Daerah

Yenny Wahid Kenang Susahnya Masa Kecil Gus Dur Jalani Kehidupan

Sel, 5 Januari 2021 | 05:15 WIB

Yenny Wahid Kenang Susahnya Masa Kecil Gus Dur Jalani Kehidupan

Pengasuh Yayasan Raudlah Darus Salam, HM. Misbahus Salam (pegang mic) saat Haul ke-11 Gus Dur di masjid lingkungan yayasan itu, Senin (4/1) malam. (Foto: NU Online/Aryudi A Razaq)

Jember, NU Online
Selama ini Gus Dur dikenal sebagai ulama sekaligus presiden dengan rangkaian perjuangan kemanusiaan yang mengiringinya. Namun ada sisi lain dari kehidupan Gus Dur yang jarang dibahas, yaitu masa kecilnya yang tergolong ‘susah’.
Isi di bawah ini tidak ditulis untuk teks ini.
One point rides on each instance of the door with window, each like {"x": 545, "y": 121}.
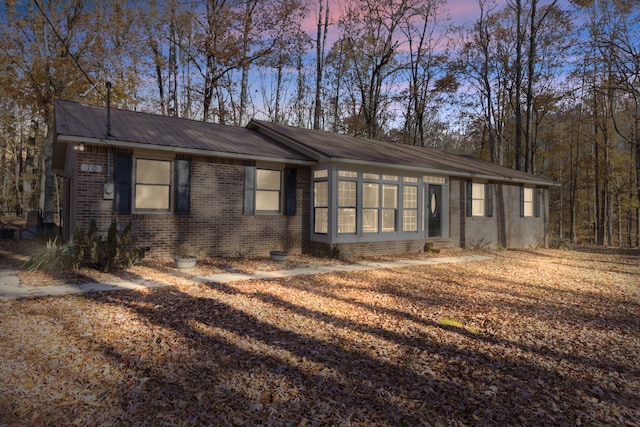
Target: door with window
{"x": 434, "y": 209}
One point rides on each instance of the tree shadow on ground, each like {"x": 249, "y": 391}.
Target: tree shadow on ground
{"x": 263, "y": 359}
Menurut putri Gus Dur, Yenny Wahid, Gus Dur menempuh pendidikan dalam kondisi yatim karena ayahnya (KH Wahid Hasyim) wafat dalam usia muda. Saat KH Wahid Hasyim wafat, ibu Gus Dur (Nyai Hj Solichah) sempat diminta pulang ke Jombang oleh ayahya, KH Bisri Syansuri. Namun ia minta kerelaan sang ayah untuk tetap tinggal di Jakarta, membesarkan putra-putrinya.


“Ibu Gus Dur berjualan untuk menyambung hidup dan membesarkan anak-anaknya,” ucap Ning Yenny, sapaan akrabnya, saat memberikan sambutan Haul ke-11 Gus Dur yang digelar secara virtual oleh Yayasan Raudlah Darus Salam, Desa Sukorejo, Kecamatan Bangsalsari Jember, Jawa Timur di masjid setempat, Senin (4/1) malam.
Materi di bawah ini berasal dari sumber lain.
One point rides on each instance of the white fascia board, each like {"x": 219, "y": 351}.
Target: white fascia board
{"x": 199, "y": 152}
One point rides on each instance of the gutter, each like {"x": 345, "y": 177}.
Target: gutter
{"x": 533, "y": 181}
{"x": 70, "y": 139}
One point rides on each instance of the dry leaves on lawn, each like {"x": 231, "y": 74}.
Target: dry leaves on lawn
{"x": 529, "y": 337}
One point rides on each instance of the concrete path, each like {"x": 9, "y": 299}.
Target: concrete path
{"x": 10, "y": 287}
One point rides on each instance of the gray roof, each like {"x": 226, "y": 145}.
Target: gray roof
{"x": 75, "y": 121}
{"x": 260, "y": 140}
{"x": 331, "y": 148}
Ning Yenny menuturkan, dalam kondisi yatim, Gus Dur menempuh pendidikan hingga berhasil mendapatkan beasiswa untuk kuliah di Mesir, Irak hingga Eropa. Saat kuliah, tambahnya, Gus Dur sambil bekerja, berjualan, dan angkut-angkut barang untuk menopang hidupnya.


“Gus Dur menjalani perjuangan hidup hingga menjadi presiden tidak mudah, melalui liku-liku kehidupan, tidak langsung enak,” jelasnya.
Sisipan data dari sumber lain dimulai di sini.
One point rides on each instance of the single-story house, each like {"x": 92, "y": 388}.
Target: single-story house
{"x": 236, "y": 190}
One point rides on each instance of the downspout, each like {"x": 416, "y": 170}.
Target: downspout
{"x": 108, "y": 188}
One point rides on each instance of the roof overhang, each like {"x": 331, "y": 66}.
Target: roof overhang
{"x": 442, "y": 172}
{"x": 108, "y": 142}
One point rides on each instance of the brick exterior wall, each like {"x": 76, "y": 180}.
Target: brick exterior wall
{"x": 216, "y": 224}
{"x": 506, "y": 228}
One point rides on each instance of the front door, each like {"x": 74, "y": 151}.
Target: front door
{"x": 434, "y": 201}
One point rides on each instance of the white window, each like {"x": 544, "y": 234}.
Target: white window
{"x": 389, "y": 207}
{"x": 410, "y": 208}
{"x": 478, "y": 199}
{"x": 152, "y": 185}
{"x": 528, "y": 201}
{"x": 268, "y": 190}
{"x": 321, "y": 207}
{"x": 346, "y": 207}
Sementara itu, pengasuh Yayasan Raudlah Darus Salam, H M. Misbahus Salam mengatakan bahwa saat mengenang atsar atau peninggalan Gus Dur, KH R. As'ad Syamsul Arifin, dan KH Ahmad Siddiq dan para ulama lainnya, sangat penting untuk menyegarkan kembali ingatan masyarakat terkait peran dan perjuangan mereka dalam menjaga kedamaian Indonesia.

 

Salah satunya adalah keputusan Muktamar NU di Situbondo (1984) dengan mengembalikan NU pada Khittah NU 1926 dan penerimaan Pancasila sebagai azas tunggal bangsa Indonesia.


“Tiga tokoh itu punya peranan besar dalam Muktamar di Situbondo yang akhirnya melahirkan keputusan itu. Dan Indonesia menjadi kondusif hingga aman dan selamat dari perpecahan,” ucapnya.


H Misbah menyatakan bersyukur Indonesia memiliki para ulama, termasuk ketiga sosok yang istimewa itu. Sebab, mereka adalah pejuang-pejuang perdamaian dengan terus menampilkan Islam yang rahmatan lil alamin. Itu tak lain karena NU memang menjunjung tinggi toleransi, medorasi dan pluralisme.


“Dan siapapun tahu Gus Dur adalah sosok yang sangat plural, pejuang kemanusiaan,” tambahnya.